Cela fait bientôt quatre ans que le cabinet Bain & Company, dont les rapports annuels sur le luxe font référence, a noté l’attractivité du marché de l’expérience par rapport aux achats de biens matériels. En 2018, alors que l’industrie du luxe dans son ensemble a progressé de 5 %, à 1 200 milliards d’euros, les croisières ont augmenté de 7 %, la gastronomie de 6 % et l’hospitalité elle-même de 5 %. Cette année, LVMH s’est renforcé dans l’hôtellerie de luxe avec l’acquisition du groupe Belmond, qui possède notamment le Cipriani à Venise et le train Venice Simplon-Orient-Express. Le groupe français vient également de présenter le futur visage de la Samaritaine à Paris, qui accueillera un hôtel Cheval Blanc, avec 26 chambres et 46 suites. De son côté, Artemis, le holding de la famille Pinault, possède la compagnie de croisières Ponant, qui surfe sur la vague des voyages au long cours (26 millions de passagers en 2017).
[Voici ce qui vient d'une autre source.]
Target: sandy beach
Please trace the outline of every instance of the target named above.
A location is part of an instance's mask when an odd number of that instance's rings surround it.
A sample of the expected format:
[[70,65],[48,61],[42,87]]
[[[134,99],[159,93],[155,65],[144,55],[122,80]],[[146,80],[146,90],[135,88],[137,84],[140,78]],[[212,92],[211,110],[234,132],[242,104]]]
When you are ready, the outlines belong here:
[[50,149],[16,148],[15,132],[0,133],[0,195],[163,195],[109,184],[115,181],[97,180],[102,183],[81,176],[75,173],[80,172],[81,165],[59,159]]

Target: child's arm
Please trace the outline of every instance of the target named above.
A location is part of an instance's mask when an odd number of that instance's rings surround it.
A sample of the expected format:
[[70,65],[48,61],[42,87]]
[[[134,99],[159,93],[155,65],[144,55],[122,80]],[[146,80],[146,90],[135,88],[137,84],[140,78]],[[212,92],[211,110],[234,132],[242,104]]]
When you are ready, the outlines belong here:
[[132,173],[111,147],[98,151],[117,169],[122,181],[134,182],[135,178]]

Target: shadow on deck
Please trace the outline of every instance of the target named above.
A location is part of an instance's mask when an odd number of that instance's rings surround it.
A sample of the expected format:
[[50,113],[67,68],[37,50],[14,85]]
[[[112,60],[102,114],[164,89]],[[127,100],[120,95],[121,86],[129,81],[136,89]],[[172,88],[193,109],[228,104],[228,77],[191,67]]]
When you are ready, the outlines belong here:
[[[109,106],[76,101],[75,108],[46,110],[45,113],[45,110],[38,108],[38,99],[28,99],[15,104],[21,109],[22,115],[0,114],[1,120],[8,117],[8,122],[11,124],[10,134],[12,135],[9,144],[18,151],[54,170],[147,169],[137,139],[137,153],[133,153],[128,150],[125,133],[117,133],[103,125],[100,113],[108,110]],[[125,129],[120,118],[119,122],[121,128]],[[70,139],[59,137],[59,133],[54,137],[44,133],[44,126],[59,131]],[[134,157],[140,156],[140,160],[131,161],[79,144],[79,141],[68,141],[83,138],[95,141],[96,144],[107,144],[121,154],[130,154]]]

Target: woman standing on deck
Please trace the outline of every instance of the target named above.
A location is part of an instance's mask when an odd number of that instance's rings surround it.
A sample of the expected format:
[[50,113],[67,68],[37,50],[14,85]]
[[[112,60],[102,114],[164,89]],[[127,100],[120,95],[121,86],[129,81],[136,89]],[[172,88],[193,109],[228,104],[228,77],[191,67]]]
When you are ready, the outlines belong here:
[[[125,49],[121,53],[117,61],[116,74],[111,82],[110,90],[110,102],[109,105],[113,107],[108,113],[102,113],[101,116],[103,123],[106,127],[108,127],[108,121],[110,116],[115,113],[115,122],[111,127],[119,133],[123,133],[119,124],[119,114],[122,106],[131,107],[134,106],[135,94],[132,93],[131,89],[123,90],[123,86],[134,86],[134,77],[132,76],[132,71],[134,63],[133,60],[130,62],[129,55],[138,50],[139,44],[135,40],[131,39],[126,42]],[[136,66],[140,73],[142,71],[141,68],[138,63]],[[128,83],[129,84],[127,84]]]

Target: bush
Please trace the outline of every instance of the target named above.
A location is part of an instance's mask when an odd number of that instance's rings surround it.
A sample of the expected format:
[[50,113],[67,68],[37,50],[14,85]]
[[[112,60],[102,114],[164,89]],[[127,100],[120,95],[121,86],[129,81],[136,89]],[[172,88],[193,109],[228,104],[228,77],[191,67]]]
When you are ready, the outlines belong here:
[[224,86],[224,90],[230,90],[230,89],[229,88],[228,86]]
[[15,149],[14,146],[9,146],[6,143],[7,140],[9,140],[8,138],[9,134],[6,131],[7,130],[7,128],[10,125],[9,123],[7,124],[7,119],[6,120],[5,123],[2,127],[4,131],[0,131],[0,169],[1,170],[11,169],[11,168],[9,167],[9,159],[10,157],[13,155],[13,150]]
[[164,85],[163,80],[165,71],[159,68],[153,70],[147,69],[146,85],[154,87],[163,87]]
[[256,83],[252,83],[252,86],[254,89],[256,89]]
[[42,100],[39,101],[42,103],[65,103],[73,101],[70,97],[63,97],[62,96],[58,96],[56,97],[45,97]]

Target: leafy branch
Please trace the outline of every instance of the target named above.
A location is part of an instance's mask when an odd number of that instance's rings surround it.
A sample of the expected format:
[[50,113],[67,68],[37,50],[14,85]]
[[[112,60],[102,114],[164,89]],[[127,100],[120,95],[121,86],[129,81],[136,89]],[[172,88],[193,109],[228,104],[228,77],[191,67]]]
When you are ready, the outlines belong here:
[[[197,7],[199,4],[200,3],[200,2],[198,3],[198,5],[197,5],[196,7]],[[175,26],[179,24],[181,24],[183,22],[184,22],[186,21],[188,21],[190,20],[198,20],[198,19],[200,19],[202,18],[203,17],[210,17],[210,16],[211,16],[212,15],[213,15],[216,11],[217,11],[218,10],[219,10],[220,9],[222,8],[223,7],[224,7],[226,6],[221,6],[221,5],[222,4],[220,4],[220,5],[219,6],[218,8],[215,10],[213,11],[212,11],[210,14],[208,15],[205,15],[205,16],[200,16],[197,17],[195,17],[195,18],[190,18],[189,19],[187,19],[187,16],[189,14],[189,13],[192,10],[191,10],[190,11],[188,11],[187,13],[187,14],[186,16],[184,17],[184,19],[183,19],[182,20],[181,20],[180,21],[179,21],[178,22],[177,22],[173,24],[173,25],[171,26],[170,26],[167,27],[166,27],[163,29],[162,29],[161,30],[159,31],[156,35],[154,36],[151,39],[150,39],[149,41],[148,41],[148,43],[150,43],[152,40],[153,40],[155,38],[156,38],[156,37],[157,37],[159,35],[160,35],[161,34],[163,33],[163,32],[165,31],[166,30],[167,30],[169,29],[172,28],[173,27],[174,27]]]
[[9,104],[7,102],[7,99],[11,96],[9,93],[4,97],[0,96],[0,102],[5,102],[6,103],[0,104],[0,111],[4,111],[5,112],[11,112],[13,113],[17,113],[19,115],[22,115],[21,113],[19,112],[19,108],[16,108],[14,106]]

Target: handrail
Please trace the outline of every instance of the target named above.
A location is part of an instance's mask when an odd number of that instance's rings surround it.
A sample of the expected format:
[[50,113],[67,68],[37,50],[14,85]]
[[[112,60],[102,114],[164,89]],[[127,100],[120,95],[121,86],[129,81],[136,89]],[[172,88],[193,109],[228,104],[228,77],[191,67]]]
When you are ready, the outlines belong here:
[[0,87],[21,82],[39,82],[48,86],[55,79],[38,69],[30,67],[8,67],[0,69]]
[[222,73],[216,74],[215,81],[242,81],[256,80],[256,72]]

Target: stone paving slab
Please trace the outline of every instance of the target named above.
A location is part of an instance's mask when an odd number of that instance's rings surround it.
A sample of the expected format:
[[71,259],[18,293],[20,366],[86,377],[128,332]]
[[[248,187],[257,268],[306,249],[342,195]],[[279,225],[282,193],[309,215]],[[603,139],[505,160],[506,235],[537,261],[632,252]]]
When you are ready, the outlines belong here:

« Cette tendance vient tout particulièrement des millennials, qui préfèrent consacrer leur argent à un moment mémorable. Le voyage, la gastronomie, le bien-être sont les premiers lieux du luxe expérientiel car ils permettent de s’acheter des sensations et des souvenirs plutôt que des objets », commente Brune Buonomano, présidente de l’agence BETC Étoile Rouge. Selon Bain, les générations Y et Z ont totalisé 33 % des achats de luxe en 2018 et contribué à la quasi-totalité de la croissance du marché. Celui-ci bénéficie aussi de l’arrivée des consommateurs chinois, qui représentent 33 % des dépenses mondiales. La Chine compte 4 millions de millionnaires en 2019, d’après Crédit Suisse (sur près de 47 millions dans le monde), elle n’en avait aucun il y a vingt ans. L’étude de Bain place l’automobile de luxe en tête des ventes du marché, avec 495 milliards d’euros, mais « pour créer de la préférence auprès de consommateurs très courtisés, qui peuvent tout s’acheter, les marques doivent se différencier par leur héritage, leur histoire, et des expériences physiques. Il n’y a pas de secteur plus “challengé” actuellement que le luxe », analyse Virgile Brodziak, directeur général de l’agence Wunderman Thompson, qui a mené plusieurs études sur ce thème.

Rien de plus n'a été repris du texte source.